Cette étude soulève le besoin que nous avons de conduire des recherches approfondies sur les coûts sociétaux générés par l'usage des pesticides, pour éclairer au mieux cette question et identifier le coût pour chaque citoyen de l'usage de ces pesticides.

J'en viens à la problématique de la souveraineté alimentaire. Sommes-nous réellement souverains face au secteur des pesticides ? La concentration du secteur s'est renforcée au fil des différentes fusions et acquisitions. Actuellement, quatre entreprises – Corteva, Bayer, BASF, Syngenta/ChemChina – détiennent près de trois quarts du marché. Hormis l'une d'elles, détenue par l'État chinois, elles appartiennent aux mêmes cinq fonds d'investissement américains. Ces fonds détiennent par ailleurs une partie importante du capital des leaders mondiaux de l'agroalimentaire. Ces acteurs mettent en avant des investissements de plus en plus importants dans les nouvelles technologies. Pour nous, cette approche ne fait qu'accentuer la dépendance des agriculteurs. Elle ne permet pas d'améliorer leur résilience, leur autonomie et leur capacité d'adaptation.

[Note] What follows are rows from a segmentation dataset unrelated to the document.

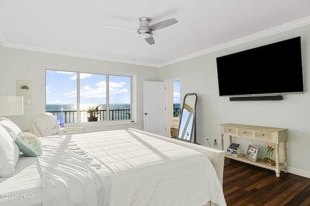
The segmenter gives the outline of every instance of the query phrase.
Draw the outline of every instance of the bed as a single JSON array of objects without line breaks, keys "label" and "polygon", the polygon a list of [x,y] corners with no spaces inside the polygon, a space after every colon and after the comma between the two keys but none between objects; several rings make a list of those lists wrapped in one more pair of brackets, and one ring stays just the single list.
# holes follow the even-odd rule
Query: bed
[{"label": "bed", "polygon": [[0,205],[226,205],[222,151],[133,128],[39,139],[0,177]]}]

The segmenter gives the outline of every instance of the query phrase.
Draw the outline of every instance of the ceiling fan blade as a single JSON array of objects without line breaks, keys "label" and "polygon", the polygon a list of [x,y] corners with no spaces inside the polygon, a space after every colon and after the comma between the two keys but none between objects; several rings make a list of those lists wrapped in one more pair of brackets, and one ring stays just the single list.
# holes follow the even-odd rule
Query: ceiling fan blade
[{"label": "ceiling fan blade", "polygon": [[105,27],[106,27],[106,28],[116,29],[129,29],[137,30],[137,29],[129,28],[128,27],[115,27],[114,26],[105,26]]},{"label": "ceiling fan blade", "polygon": [[169,27],[176,23],[178,23],[178,21],[174,18],[173,18],[156,23],[156,24],[150,26],[148,28],[151,29],[152,31],[155,31],[155,30],[158,30]]},{"label": "ceiling fan blade", "polygon": [[149,44],[150,45],[154,44],[155,44],[155,41],[154,41],[154,38],[153,38],[153,36],[151,36],[151,37],[147,38],[145,39],[145,41],[146,41],[146,42],[148,43],[149,43]]}]

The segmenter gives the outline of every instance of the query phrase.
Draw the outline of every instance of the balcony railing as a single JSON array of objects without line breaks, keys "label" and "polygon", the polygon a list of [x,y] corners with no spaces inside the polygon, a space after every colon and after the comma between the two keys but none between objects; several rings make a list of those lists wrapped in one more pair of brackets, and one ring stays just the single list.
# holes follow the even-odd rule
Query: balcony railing
[{"label": "balcony railing", "polygon": [[[98,121],[107,121],[107,110],[98,110],[99,113],[98,114]],[[131,119],[130,109],[110,109],[109,120],[118,120],[124,119]],[[50,112],[55,116],[57,119],[60,118],[61,114],[61,111],[49,111],[46,112]],[[64,123],[78,122],[77,111],[65,111],[63,110],[63,116]],[[79,111],[80,122],[87,122],[87,112],[85,110]]]}]

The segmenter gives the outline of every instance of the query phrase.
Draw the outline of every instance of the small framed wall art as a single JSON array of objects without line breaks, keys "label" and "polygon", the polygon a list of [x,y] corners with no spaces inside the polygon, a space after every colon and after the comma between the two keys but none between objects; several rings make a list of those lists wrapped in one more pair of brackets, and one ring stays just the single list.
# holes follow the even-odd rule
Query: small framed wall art
[{"label": "small framed wall art", "polygon": [[256,162],[259,150],[259,148],[252,145],[249,145],[246,157],[253,162]]},{"label": "small framed wall art", "polygon": [[24,97],[24,105],[31,105],[32,100],[32,83],[31,81],[16,81],[16,96]]}]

Par ailleurs, la profitabilité du secteur s'appuie encore sur la vente dans les pays hors Union européenne – pays en développement et pays émergents – de pesticides interdits chez nous. Ainsi, la France continue d'exporter des pesticides dangereux et interdits. Entre janvier et septembre 2022, les autorités françaises ont approuvé 155 demandes d'exportation pour des pesticides interdits. Si cette exportation est directement dommageable pour les pays concernés, elle peut aussi nous conduire à retrouver ces pesticides dans nos assiettes, via des aliments produits à l'étranger et importés.

J'ajoute que les dispositions de la loi Egalim présentent plusieurs limites. La loi interdit d'exporter des produits interdits en France, mais pas les substances actives en elles-mêmes. Les fabricants sont ainsi libres d'exporter les substances et de reformuler leurs produits à l'extérieur de nos frontières. En outre, le décret d'application de cette loi indique que seules les substances interdites en France sont concernées ; cela signifie que les substances qui n'ont pas fait l'objet d'une décision formelle ne le sont pas.

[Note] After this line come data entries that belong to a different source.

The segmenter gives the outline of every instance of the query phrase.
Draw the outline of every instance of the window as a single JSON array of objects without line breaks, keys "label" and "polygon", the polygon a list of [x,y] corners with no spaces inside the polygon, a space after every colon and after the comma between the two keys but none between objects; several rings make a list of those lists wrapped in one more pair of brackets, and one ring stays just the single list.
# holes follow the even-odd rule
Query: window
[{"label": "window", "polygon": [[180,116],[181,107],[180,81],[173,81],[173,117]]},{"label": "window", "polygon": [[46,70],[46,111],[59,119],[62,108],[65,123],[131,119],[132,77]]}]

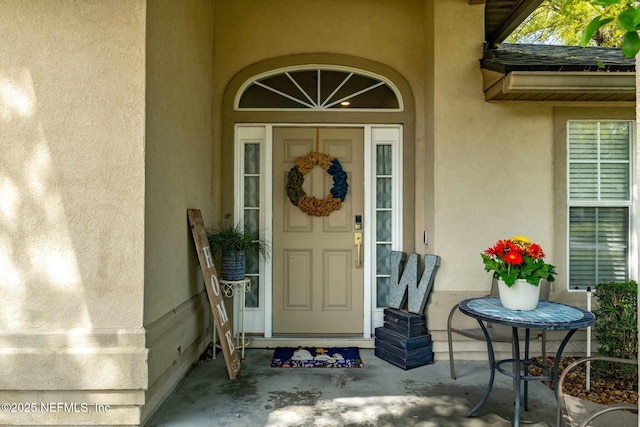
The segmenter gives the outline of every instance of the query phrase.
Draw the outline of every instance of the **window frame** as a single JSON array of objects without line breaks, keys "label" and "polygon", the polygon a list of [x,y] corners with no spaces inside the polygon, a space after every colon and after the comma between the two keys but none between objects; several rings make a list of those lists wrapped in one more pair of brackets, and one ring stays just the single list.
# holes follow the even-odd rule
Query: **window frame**
[{"label": "window frame", "polygon": [[[585,199],[571,199],[571,182],[570,182],[570,165],[572,163],[570,157],[570,145],[569,145],[569,123],[570,122],[625,122],[629,124],[629,146],[628,146],[628,165],[629,165],[629,198],[628,200],[612,200],[602,199],[599,200],[585,200]],[[628,209],[627,217],[627,278],[626,280],[637,280],[638,274],[638,252],[637,252],[637,230],[638,230],[638,212],[637,212],[637,129],[636,122],[632,119],[626,118],[596,118],[596,117],[581,117],[581,118],[567,118],[564,121],[564,155],[565,155],[565,230],[566,230],[566,288],[569,292],[586,292],[589,287],[578,287],[571,285],[571,209],[576,207],[588,207],[588,208],[607,208],[607,207],[624,207]],[[579,163],[579,162],[576,162]],[[601,159],[598,158],[596,163],[601,165]],[[601,193],[599,193],[601,194]],[[597,283],[594,283],[594,286]]]}]

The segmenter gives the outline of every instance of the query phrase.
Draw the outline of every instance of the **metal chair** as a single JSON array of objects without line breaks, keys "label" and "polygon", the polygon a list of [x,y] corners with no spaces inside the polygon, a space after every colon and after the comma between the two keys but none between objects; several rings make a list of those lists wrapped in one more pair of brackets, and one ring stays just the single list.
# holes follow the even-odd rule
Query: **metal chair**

S'il faut reconnaître une baisse des volumes exportés de pesticides interdits, de l'ordre de 75 % depuis 2021, on observe la mise en place de stratégies de contournement par les acteurs du secteur. Ainsi, certaines productions ont été délocalisées et l'exportation de substances s'est substituée à celle de produits.

Il semble donc nécessaire de renforcer ce dispositif en englobant les substances, comme la Belgique l'a fait à travers une loi votée en 2013. Il faudrait également porter cette interdiction d'export à l'échelle européenne, pour qu'elle ait un réel impact.